In our society, more people are warming up to the idea of hair transplants as a way to look younger or give themselves a hair makeover. That’s not surprising. In fact, hair transplantation is one of the most effective procedures in the field of hair restoration surgery.
But how likely can you find the perfect match for your existing hair? And what risks might come with the surgery? Let’s take a closer look at these questions and provide you with some answers.
Understanding The Basics
Hair transplantation is a procedure that involves the transplantation of healthy hair from one part of your body to another. This procedure can be done in several ways, but it’s typically done using follicles from the back or side of the scalp. It’s typically performed on people experiencing hair problems, such as baldness or thinning.
The most common method is FUE (follicular unit extraction), which involves cutting individual hairs from a donor area and inserting them into the recipient area. This method allows for more natural results and less scarring than traditional methods.

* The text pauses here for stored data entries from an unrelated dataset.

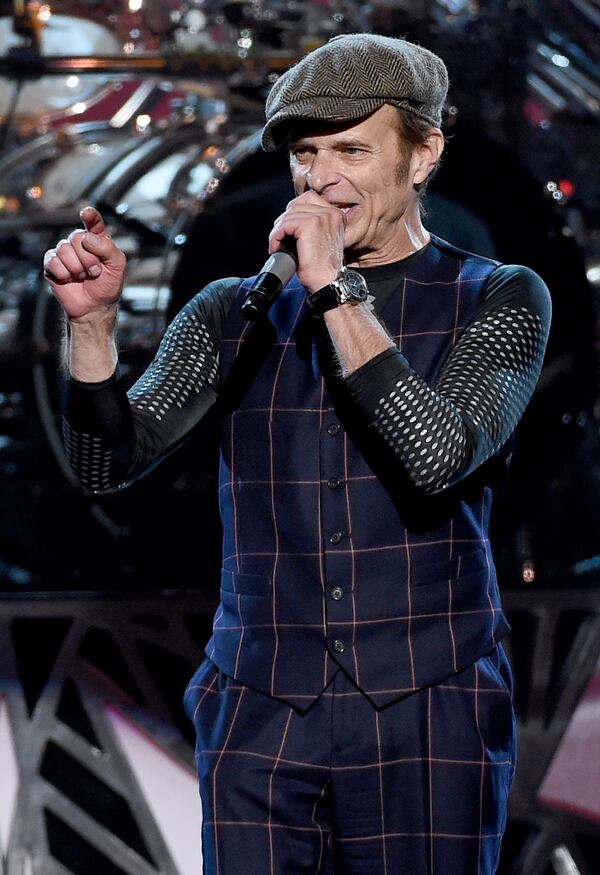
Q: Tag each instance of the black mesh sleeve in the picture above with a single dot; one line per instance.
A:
(442, 433)
(112, 435)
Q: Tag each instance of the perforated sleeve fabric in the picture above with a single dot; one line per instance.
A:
(442, 433)
(111, 435)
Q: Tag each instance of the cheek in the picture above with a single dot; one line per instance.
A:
(299, 180)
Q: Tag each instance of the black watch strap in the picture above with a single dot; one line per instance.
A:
(323, 300)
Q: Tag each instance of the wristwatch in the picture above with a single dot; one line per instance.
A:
(349, 287)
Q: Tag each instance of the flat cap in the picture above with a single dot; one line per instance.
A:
(350, 77)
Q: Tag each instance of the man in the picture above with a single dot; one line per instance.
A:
(354, 706)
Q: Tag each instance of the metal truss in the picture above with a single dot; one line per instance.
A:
(80, 809)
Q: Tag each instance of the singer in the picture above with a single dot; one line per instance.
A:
(353, 711)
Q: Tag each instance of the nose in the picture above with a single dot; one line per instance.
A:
(320, 174)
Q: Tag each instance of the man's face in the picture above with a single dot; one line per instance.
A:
(363, 169)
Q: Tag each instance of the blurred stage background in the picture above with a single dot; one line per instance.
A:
(150, 109)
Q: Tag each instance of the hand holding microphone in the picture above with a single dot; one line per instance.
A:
(308, 238)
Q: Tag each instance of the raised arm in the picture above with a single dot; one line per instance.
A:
(112, 435)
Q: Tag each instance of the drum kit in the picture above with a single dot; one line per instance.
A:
(143, 107)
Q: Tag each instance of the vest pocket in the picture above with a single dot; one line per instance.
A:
(245, 584)
(459, 566)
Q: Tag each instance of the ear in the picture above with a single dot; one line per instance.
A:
(426, 155)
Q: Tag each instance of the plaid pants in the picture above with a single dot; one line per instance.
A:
(417, 788)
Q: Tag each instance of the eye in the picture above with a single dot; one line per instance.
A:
(352, 151)
(300, 153)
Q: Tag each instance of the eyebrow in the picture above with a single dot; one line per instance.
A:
(341, 141)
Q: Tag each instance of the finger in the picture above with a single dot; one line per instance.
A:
(88, 259)
(67, 255)
(54, 269)
(93, 220)
(101, 246)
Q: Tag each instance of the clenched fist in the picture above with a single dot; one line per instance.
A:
(86, 270)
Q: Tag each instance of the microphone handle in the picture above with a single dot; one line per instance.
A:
(276, 273)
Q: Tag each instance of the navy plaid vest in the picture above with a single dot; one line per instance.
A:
(331, 558)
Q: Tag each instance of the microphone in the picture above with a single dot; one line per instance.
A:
(276, 273)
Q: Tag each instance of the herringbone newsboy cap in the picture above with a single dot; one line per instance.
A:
(350, 77)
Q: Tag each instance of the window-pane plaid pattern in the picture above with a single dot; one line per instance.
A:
(417, 788)
(329, 559)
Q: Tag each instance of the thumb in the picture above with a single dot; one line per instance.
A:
(100, 245)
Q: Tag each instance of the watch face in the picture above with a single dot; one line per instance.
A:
(356, 285)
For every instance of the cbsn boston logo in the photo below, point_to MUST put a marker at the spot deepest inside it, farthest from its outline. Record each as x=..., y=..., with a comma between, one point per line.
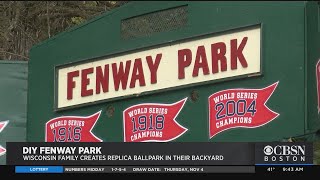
x=285, y=153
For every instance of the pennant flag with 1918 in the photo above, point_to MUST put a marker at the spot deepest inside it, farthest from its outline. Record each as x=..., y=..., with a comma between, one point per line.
x=152, y=122
x=233, y=108
x=72, y=129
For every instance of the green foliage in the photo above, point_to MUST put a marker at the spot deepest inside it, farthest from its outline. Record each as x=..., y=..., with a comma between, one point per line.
x=26, y=23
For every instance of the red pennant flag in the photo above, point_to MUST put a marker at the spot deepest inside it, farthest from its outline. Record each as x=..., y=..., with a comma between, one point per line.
x=72, y=129
x=245, y=108
x=318, y=83
x=3, y=124
x=151, y=122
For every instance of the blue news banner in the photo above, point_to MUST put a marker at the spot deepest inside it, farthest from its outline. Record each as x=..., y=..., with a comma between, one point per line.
x=175, y=157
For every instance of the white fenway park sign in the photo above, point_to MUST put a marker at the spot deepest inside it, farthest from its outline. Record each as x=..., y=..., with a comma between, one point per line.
x=208, y=58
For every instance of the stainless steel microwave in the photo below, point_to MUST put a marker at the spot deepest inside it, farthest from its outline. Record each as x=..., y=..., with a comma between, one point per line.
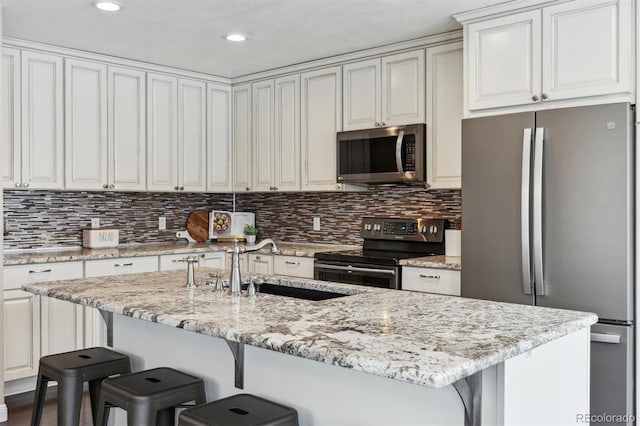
x=383, y=155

Can You Get Hair From Someone Else?
The general answer is, no, you cannot. At first thought, this would seem a bit strange. However, if science has advanced enough that we can transplant organs such as kidneys, livers, and hearts, what is so different about hair transplants between two individuals then?

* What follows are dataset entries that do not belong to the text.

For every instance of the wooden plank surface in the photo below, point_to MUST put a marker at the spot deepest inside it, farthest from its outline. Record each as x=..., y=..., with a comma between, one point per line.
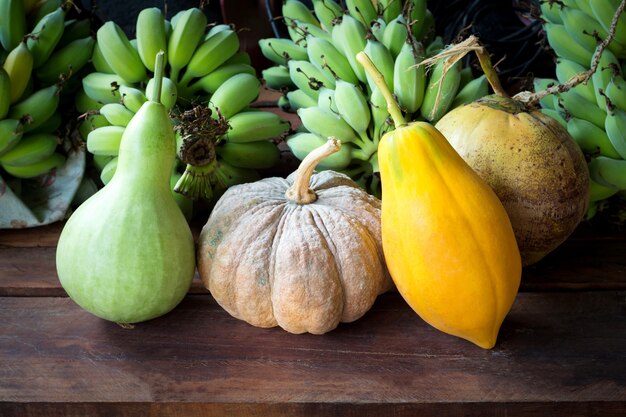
x=553, y=347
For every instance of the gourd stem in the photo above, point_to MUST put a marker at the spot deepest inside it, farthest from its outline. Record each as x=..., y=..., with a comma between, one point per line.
x=490, y=72
x=158, y=77
x=299, y=192
x=379, y=80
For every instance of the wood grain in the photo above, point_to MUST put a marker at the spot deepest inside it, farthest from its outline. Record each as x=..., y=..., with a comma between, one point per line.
x=553, y=347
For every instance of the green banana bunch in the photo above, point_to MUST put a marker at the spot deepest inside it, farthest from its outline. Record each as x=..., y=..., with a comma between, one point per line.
x=209, y=86
x=317, y=72
x=594, y=112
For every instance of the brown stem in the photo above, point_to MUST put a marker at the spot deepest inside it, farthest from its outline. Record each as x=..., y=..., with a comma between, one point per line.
x=299, y=192
x=533, y=98
x=458, y=51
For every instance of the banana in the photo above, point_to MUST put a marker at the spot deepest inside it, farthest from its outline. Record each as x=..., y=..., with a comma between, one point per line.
x=566, y=69
x=389, y=9
x=11, y=131
x=46, y=35
x=294, y=10
x=380, y=114
x=475, y=89
x=424, y=30
x=307, y=30
x=615, y=128
x=132, y=98
x=99, y=63
x=211, y=53
x=18, y=65
x=280, y=51
x=277, y=78
x=5, y=93
x=349, y=36
x=251, y=155
x=616, y=92
x=396, y=35
x=308, y=78
x=581, y=28
x=540, y=84
x=556, y=115
x=91, y=122
x=353, y=107
x=591, y=139
x=32, y=148
x=235, y=94
x=325, y=124
x=74, y=29
x=211, y=82
x=608, y=67
x=151, y=37
x=119, y=53
x=608, y=172
x=379, y=54
x=326, y=57
x=409, y=78
x=103, y=88
x=561, y=42
x=105, y=140
x=169, y=92
x=326, y=100
x=377, y=29
x=251, y=126
x=301, y=144
x=37, y=169
x=51, y=124
x=66, y=61
x=363, y=10
x=327, y=12
x=551, y=12
x=299, y=99
x=440, y=90
x=604, y=11
x=108, y=170
x=12, y=23
x=117, y=114
x=186, y=34
x=582, y=108
x=36, y=108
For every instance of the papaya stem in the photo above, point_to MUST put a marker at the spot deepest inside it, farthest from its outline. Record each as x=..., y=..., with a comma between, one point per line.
x=379, y=80
x=155, y=94
x=299, y=192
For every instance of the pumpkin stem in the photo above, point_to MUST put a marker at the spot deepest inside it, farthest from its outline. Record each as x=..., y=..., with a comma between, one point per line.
x=379, y=80
x=299, y=192
x=155, y=94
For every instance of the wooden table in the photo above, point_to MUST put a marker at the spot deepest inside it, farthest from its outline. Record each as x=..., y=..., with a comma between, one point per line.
x=561, y=350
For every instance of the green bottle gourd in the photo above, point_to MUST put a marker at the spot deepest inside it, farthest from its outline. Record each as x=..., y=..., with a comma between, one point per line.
x=127, y=254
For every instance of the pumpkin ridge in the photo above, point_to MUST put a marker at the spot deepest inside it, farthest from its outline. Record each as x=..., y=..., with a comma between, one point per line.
x=332, y=247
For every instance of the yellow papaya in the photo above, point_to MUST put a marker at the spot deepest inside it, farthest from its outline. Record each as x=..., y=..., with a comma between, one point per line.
x=447, y=239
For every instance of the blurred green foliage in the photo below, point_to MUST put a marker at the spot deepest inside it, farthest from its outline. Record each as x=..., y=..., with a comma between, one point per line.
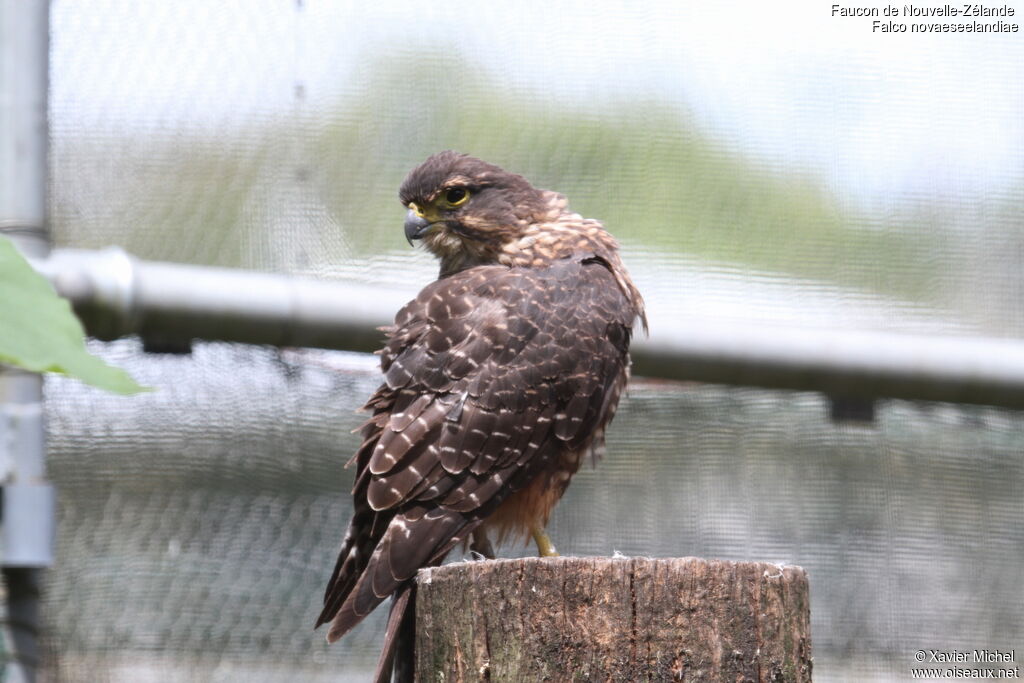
x=39, y=332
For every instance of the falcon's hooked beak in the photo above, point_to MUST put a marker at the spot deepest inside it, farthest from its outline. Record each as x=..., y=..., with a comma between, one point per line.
x=416, y=225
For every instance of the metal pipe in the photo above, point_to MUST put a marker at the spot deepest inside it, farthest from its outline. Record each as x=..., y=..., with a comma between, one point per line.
x=117, y=295
x=28, y=500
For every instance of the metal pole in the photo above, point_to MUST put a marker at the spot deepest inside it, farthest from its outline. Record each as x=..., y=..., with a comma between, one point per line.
x=117, y=295
x=26, y=541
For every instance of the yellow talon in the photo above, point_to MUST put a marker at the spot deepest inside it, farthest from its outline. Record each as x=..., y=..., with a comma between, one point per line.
x=544, y=546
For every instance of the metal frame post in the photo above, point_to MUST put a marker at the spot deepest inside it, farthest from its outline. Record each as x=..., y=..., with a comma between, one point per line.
x=28, y=504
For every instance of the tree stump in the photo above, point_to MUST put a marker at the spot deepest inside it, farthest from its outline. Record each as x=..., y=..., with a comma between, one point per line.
x=603, y=619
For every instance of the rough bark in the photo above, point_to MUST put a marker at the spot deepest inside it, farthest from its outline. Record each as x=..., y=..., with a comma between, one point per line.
x=612, y=620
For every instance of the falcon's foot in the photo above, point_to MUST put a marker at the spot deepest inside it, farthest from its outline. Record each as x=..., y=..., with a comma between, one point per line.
x=544, y=546
x=481, y=545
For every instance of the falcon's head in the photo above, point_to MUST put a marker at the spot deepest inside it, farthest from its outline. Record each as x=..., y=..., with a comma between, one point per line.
x=467, y=211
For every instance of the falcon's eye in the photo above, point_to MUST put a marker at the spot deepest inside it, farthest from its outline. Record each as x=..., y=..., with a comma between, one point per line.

The answer lies in understanding the following key concepts.
The first requirement in a hair transplant is genetic compatibility. Hair transplants are often performed on people with donor hairs that have been taken from their own heads. Because not all hair has the same genetics, using hair from a different person during a transplant procedure can cause problems in the grafting process.
It’s important to note that cells in each hair follicle have characteristics that allow it to grow in a particular pattern and direction. Therefore, if two types of hairs are transplanted, then they will be rejected as incompatible by the body because they do not fit together correctly.
Antigenic Immune System
The second factor in a hair transplant is whether or not the patient’s immune system will accept the grafts, which is another reason someone else’s hair will not be a good fit for you. That’s because the body’s immune system creates antibodies against substances exposed to, such as an allergen or an infection.

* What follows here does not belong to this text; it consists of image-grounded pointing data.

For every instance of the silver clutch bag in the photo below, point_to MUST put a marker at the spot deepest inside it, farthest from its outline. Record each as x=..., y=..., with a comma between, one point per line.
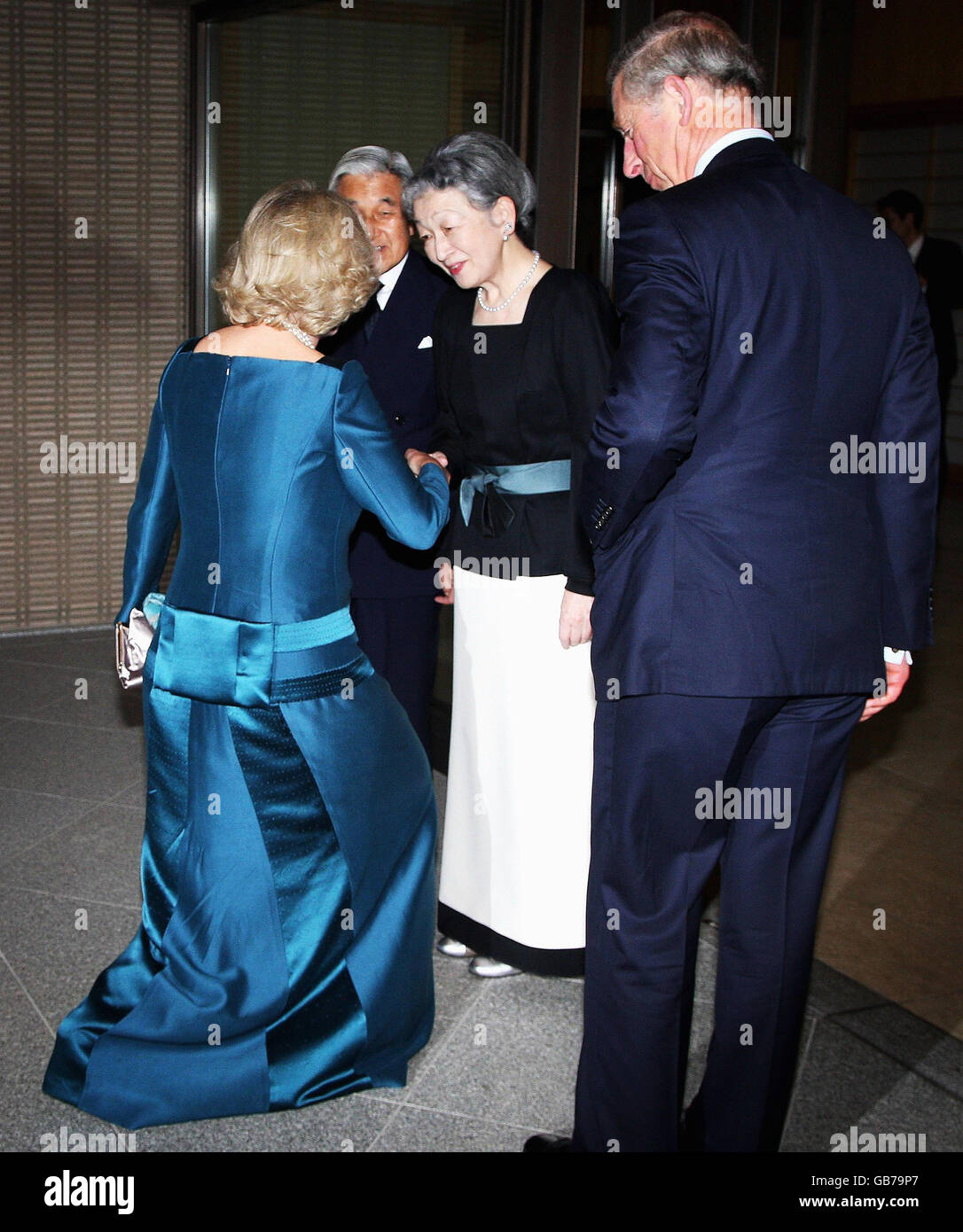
x=135, y=638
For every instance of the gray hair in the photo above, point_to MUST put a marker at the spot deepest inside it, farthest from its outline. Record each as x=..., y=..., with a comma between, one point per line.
x=694, y=44
x=485, y=169
x=372, y=160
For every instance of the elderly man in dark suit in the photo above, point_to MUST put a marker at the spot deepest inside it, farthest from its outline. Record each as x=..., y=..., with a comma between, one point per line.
x=748, y=579
x=394, y=587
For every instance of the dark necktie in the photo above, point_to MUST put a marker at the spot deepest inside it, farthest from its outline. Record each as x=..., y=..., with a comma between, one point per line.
x=374, y=312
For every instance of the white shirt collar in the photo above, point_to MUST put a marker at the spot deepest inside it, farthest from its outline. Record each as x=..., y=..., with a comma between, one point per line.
x=738, y=135
x=388, y=281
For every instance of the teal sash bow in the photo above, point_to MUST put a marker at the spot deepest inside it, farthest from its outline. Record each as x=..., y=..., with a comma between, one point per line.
x=520, y=480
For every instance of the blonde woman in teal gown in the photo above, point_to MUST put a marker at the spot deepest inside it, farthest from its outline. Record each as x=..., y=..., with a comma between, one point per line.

If someone is allergic to something, their body can create antibodies against that substance, leading to an autoimmune response whereby the immune system attacks itself instead of attacking foreign substances (like allergens). This process is known as antigen presentation, a process your body relies on to determine which cells are foreign and should be destroyed, leaving only those cells that are self-identical unharmed.
The ExceptionWhile we’ve established that hair transplantation between two different people is not standard practice, there is one exception to this — and that’s in the case of identical twins. This information is based on a relatively recent published report in a medical journal detailing a successful hair transplantation procedure from one twin to the other. In this case, the successful hair transplantation procedure was conducted in response to a skin condition affecting one twin but did not exist with the other. However, as you may have probably inferred, this is one of the very rare cases where you can transfer hairs between individuals.
ConclusionTo sum up, it all boils down to our unique genetic code. We have blood types, eye colors, and fingerprints, and now scientists have found that we all have a particular set of genes, which our hair follicles contain. Ultimately, this is why it is generally impractical to use hair follicles from another person to grow or create new ones in another person’s body.